I have just uploaded a paper to arXiv
here.
Title: Modelling the probability density of Markov sources
Abstract: This paper introduces an objective function that seeks to minimise the average total number of bits required to encode the joint state of all of the layers of a Markov source. This type of encoder may be applied to the problem of optimising the bottom-up (recognition model) and top-down (generative model) connections in a multilayer neural network, and it unifies several previous results on the optimisation of multilayer neural networks.
I wrote this paper about a decade ago, and submitted it to Neural Computation on 2 February 1998, but in effect it was not accepted for publication because the referees asked for changes to be made to the paper that I thought (and still think) were unreasonable. Apart from minor reformatting changes, this arXiv version of the paper is
identical to the version that I submitted to Neural Computation.
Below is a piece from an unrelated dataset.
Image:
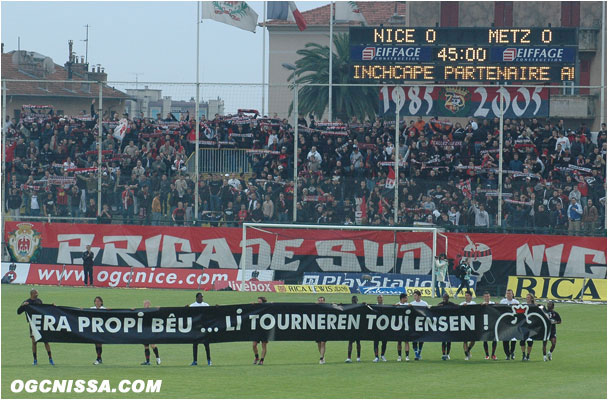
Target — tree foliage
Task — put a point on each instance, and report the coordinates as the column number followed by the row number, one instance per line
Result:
column 313, row 68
The paper contains material that is based on a preprint that I wrote at the
Neural Networks and Machine Learning Scientific Programme at the
Isaac Newton Institute in 1997. The Newton Institute preprint number is NI97039, and it is available online on this
page of 1997 preprints, or can be accessed directly
here.
The main idea in the paper is to optimise a multi-layer density-modelling network so that the
joint probability of the state of
all of its layers has desirable properties, rather than for the
marginal probability of the state of
only its input layer to have desirable properties. In effect, all of the layers of the network are put on an equal footing, rather than selecting the input layer to be treated differently from the rest of the layers. The approach to density modelling described in this paper turns out to unify various results that I had published in several of my earlier papers.
The objective function for optimising the joint probability of the state of all the layers of a network is
almost the same as the one that is used to optimise a
Helmholtz machine, but it
omits the so-called "bits-back" term that is used by Helmholtz machines, so it penalises the use of
distributed codes whilst encouraging the use of
sparse codes in the hidden layers of the network. At the
Neural Networks and Machine Learning Scientific Programme in 1997, I was told by Geoffrey Hinton (who is one of the originators of the Helmholtz machine) that they had looked at what happened if they omitted the bits-back term, and they had concluded that it didn't lead anywhere interesting! I found this remark quite amusing because much of my useful research output had derived from omitting the bits-back term. Also, with the decade of additional insight that I have accumulated since 1997, I can now see that
joint (rather than
marginal) probability optimisation is the
key to obtaining useful results in multi-layer density-modelling networks. Watch this space, as they say!